Kate Cawley:  I find it very frustrating that each government isn't joined up in my sector, the environmental sector. It hasn't invested in the renewable side. When we started with Waitrose seven years ago, there was talk about having anaerobic digestion plants in every major city, and it still hasn't happened. Lots of clients want to make sure that any waste they're producing goes on for positive reuse, but the facilities and the infrastructure is woeful. We're miles behind Germany and the rest of Europe.

Matthew Gwyther: Henry, how's your relationship with the bank?

Henry Dimbleby: It's much better. We were not a struggling business and therefore we were completely ignored by it. The bank had massive problems to solve and we weren't one of them. It was good until we wanted to expand. But now we've just gone through refinancing and raising some debt for growth and it's been very competitive. We had four banks running at us, which would never have happened a few years ago. Also, we've become much more risk aware. We had a list of suppliers that we thought were in danger of going bust and we talked to them monthly to see how things were going, because we had one supplier that went under overnight. It said it couldn't deliver an ingredient that accounted for 30% of our business. We found someone else quite quickly. But now we talk to our suppliers more frequently.

David Bain: It's interesting in India. There's quite a lot of evidence to say that the family business sector is getting stronger as opposed to getting weaker.
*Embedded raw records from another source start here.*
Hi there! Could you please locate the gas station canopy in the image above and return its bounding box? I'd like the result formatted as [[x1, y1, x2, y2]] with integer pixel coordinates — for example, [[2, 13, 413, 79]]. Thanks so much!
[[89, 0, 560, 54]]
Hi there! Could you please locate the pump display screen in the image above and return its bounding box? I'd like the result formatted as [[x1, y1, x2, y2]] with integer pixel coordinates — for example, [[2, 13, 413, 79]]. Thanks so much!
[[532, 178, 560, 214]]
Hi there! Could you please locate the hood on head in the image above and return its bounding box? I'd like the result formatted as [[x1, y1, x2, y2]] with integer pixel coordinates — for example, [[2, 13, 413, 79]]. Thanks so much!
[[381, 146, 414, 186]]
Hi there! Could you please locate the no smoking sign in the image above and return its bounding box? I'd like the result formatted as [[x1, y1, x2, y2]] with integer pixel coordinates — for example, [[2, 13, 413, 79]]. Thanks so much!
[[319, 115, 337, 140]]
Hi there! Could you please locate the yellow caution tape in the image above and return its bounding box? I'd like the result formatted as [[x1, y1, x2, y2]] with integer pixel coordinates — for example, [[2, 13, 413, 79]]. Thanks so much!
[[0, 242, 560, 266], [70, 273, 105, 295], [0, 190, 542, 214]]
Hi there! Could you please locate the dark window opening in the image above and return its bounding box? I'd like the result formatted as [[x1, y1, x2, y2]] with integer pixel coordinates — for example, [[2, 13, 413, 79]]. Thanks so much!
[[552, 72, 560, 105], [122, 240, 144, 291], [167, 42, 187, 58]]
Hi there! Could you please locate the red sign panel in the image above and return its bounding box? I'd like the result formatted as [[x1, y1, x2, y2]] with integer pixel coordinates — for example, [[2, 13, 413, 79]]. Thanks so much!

Ajay Bhalla: I've done lots of work over the past five years on the employee-ownership sector. They are very like family businesses and are very resilient organisations. They tend to not get rid of people when times are tough because their sense of loyalty and responsibility is much higher. In a typical company, promises are linked to your individual performance rather than the company performance. The idea that employee ownership can fundamentally make a difference over a long period of time is just not celebrated and attended to within this country. And within family businesses too, research has shown that they tend to perform better in dark times on all accounts.